How Do You Know If Your Soap Is Ready To Be Cut?

If your recipe is new, you won’t have the exact time to cut your soap. And if you follow the general guidelines using the recipe that others have tested, you should just follow them.

In case you do not have an idea when you can try these tests to know if your soap is ready or not.

One of the most common ways to know if your soap is ready to be cut is by using your hands. To be precise, use a glove to check if the soap is too soft. Push very gently with your finger, and if it feels very soft, and you can clearly see that you will squash your soap if you cut it, this means that it’s not ready.

Note:

Even though most of the time, you can cut your soap within 24 hours, this is not the case with all recipes. It may be possible to cut your soap after even one hour, and it’s also possible that you might need to wait a few days. This is why testing is needed.

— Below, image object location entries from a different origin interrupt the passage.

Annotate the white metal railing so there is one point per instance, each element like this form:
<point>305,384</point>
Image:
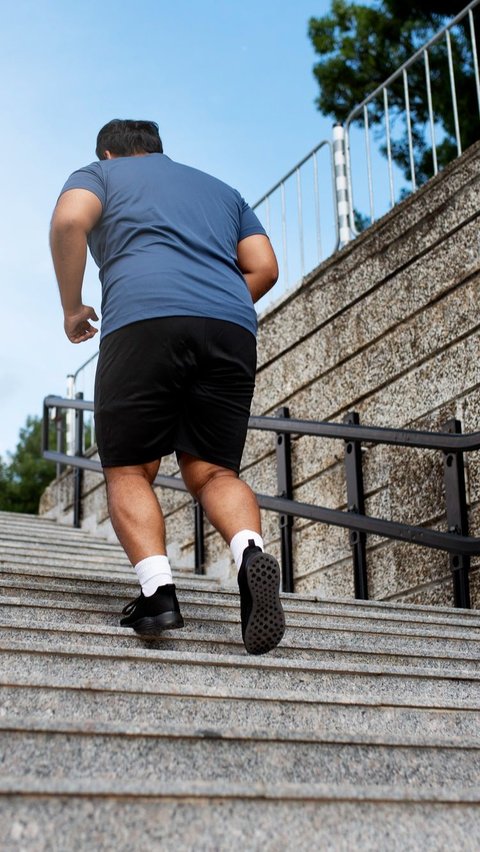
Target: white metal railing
<point>460,32</point>
<point>299,215</point>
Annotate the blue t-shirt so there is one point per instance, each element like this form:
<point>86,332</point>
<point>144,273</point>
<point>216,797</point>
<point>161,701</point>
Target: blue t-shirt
<point>166,244</point>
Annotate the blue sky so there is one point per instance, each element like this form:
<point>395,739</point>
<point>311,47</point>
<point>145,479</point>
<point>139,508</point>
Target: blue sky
<point>230,85</point>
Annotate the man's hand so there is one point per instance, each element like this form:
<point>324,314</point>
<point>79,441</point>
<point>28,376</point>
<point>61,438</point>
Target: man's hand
<point>77,326</point>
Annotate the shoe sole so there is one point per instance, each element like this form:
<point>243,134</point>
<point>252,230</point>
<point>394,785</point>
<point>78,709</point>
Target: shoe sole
<point>266,622</point>
<point>156,624</point>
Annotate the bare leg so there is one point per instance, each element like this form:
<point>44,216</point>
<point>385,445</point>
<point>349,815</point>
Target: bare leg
<point>135,511</point>
<point>229,504</point>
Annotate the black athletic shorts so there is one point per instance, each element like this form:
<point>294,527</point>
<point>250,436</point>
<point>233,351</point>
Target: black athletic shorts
<point>181,384</point>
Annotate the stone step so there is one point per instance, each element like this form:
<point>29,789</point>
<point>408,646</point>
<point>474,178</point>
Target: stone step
<point>30,747</point>
<point>389,637</point>
<point>204,637</point>
<point>180,708</point>
<point>150,669</point>
<point>78,815</point>
<point>221,602</point>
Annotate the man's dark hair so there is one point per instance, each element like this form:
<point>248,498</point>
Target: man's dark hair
<point>124,138</point>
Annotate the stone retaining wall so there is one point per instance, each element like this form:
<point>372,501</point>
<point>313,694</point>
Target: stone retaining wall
<point>387,327</point>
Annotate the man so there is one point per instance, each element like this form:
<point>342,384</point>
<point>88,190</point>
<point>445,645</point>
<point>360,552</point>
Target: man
<point>182,259</point>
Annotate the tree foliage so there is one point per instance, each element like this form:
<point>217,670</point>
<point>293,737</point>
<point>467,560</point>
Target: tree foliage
<point>361,46</point>
<point>26,474</point>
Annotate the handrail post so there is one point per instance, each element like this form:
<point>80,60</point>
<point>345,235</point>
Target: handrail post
<point>199,539</point>
<point>457,516</point>
<point>285,489</point>
<point>78,472</point>
<point>342,200</point>
<point>356,503</point>
<point>45,428</point>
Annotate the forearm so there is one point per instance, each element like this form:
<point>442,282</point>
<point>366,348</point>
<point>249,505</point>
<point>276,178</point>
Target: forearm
<point>69,253</point>
<point>258,283</point>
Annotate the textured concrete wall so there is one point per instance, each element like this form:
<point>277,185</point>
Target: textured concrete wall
<point>387,327</point>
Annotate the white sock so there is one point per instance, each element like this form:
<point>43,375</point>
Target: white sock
<point>152,572</point>
<point>240,541</point>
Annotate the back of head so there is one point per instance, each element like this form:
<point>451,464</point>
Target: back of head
<point>124,138</point>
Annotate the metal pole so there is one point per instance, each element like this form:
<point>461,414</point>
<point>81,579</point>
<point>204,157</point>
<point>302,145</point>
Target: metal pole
<point>300,223</point>
<point>70,416</point>
<point>285,489</point>
<point>60,435</point>
<point>475,55</point>
<point>409,130</point>
<point>454,92</point>
<point>457,516</point>
<point>430,111</point>
<point>284,236</point>
<point>317,208</point>
<point>199,539</point>
<point>369,163</point>
<point>356,504</point>
<point>78,472</point>
<point>389,146</point>
<point>342,201</point>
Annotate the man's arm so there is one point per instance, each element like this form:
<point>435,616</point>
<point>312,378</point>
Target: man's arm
<point>258,263</point>
<point>76,213</point>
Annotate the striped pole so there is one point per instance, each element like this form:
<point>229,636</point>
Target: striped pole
<point>341,186</point>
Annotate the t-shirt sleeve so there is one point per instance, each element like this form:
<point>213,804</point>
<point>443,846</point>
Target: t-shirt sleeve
<point>89,177</point>
<point>249,223</point>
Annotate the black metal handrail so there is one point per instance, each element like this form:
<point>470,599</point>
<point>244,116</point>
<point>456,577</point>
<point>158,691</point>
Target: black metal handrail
<point>456,542</point>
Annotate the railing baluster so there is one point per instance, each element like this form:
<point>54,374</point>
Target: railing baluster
<point>285,489</point>
<point>317,208</point>
<point>409,130</point>
<point>284,236</point>
<point>199,539</point>
<point>389,146</point>
<point>369,163</point>
<point>78,472</point>
<point>454,92</point>
<point>475,56</point>
<point>430,112</point>
<point>457,516</point>
<point>300,223</point>
<point>356,504</point>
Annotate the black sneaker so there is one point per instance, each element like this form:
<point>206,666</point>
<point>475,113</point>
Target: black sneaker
<point>150,615</point>
<point>263,621</point>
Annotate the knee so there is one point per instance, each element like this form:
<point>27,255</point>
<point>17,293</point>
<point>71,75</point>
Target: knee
<point>204,479</point>
<point>120,475</point>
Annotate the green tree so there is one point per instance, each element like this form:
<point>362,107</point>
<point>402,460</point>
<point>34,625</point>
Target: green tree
<point>361,46</point>
<point>26,474</point>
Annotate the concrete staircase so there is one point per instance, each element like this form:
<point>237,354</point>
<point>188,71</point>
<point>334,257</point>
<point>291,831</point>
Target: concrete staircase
<point>361,731</point>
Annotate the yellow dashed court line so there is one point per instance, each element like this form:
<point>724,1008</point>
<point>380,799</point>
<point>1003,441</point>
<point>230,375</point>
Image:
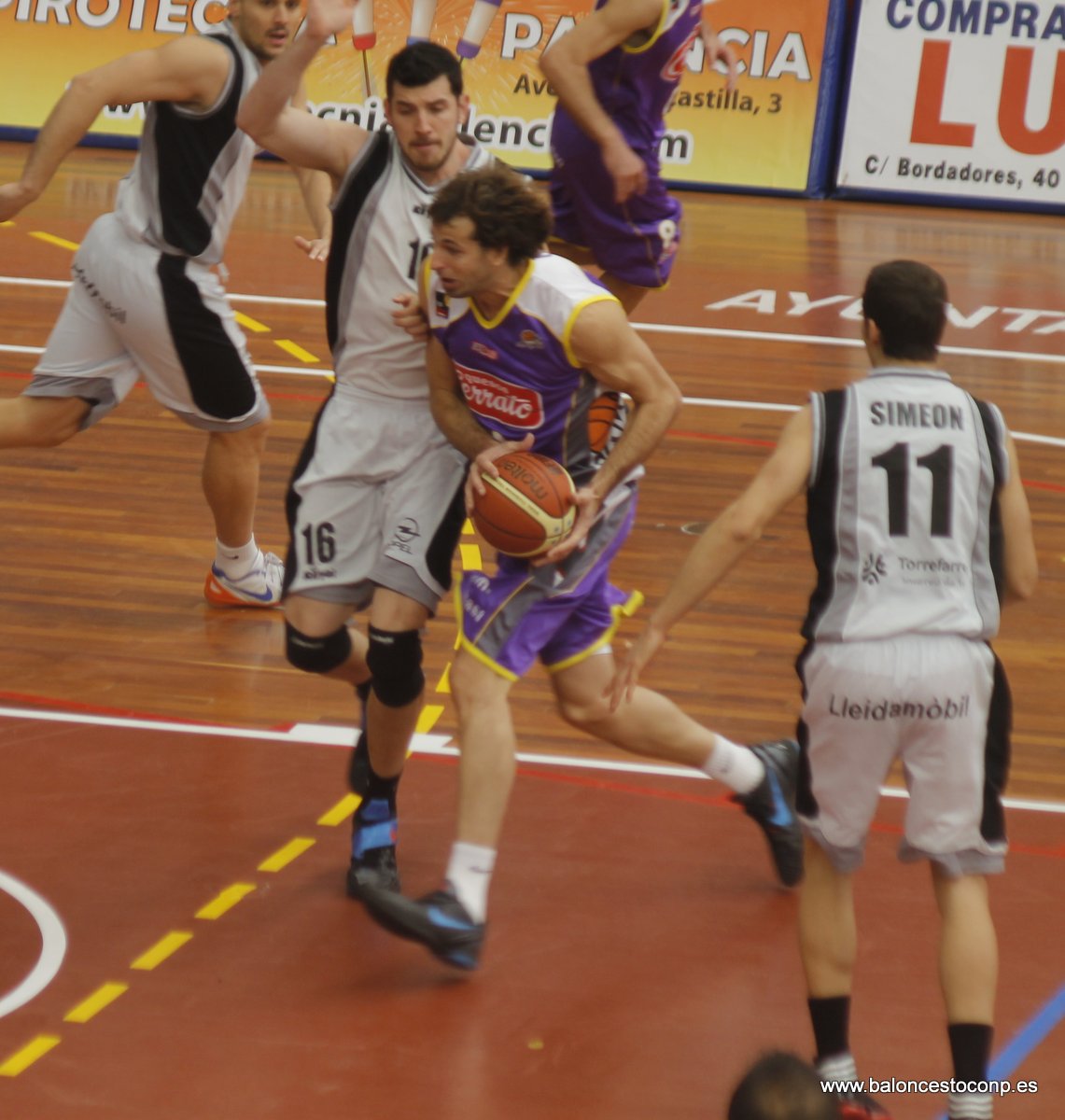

Do not take the risk and just cut your soap after 24 hours if you’re not using a tested recipe.

If you don’t feel comfortable pushing with your finger each time because you may put a dent in the soap, you can also cut a tiny piece at the edge of the soap. With this method, the only drawback is that you might end up cutting too much if you test a lot, and if your soap needs more time to harden.

What Happens If You Cut Your Soap Too Soon?

Well, you probably have not been paying attention, and you’ve cut into your soap way too soon. Now, the question is, what will happen? 

If it’s really early, you probably will end up with squashed pieces of soap. 

A little later, you might end up with ripples. Even though ripples are mesmerizing on water, you should avoid at all costs having them when cutting soap. They also might occur when the knife with which you cut your soap is not cleaned properly, even though you’ve waited long enough.

Is There A Way To Cure Faster Your Soap?

Being a soap maker, you skipped it right to the bottom to learn how to hasten the soap curing process. Well, I totally can understand why. 

There is a method that might help to get your cold process soap hard a bit faster, but this method does not help with shorter curing times. 

This method is called the “cold oven process soap method”. This means that you basically put your cold process soap in the oven at around 155 to 165 degrees and wait for it to gel entirely. 

This way, the gelling process goes faster, and thus your soap becomes faster hard. However, I think it’s crucial also to mention that it does not really mean that your soap is ready to be used. 

Endnotes

Curing your soap and cutting your soap are two separate processes. 

You should not cure before cutting, but cut before curing.

If you don’t know when to cut, you can still do some tests, and this way, avoid wasting your batch of soap. 

In case you cut too soon, you’ll most likely need to throw away your soap. If you cut too late, you will most likely will not be able to sell that same batch. 

I recommend using a recipe that has been tested and, therefore, also has the cutting time set. This way, you’ll learn from the recipe and do the same with your own.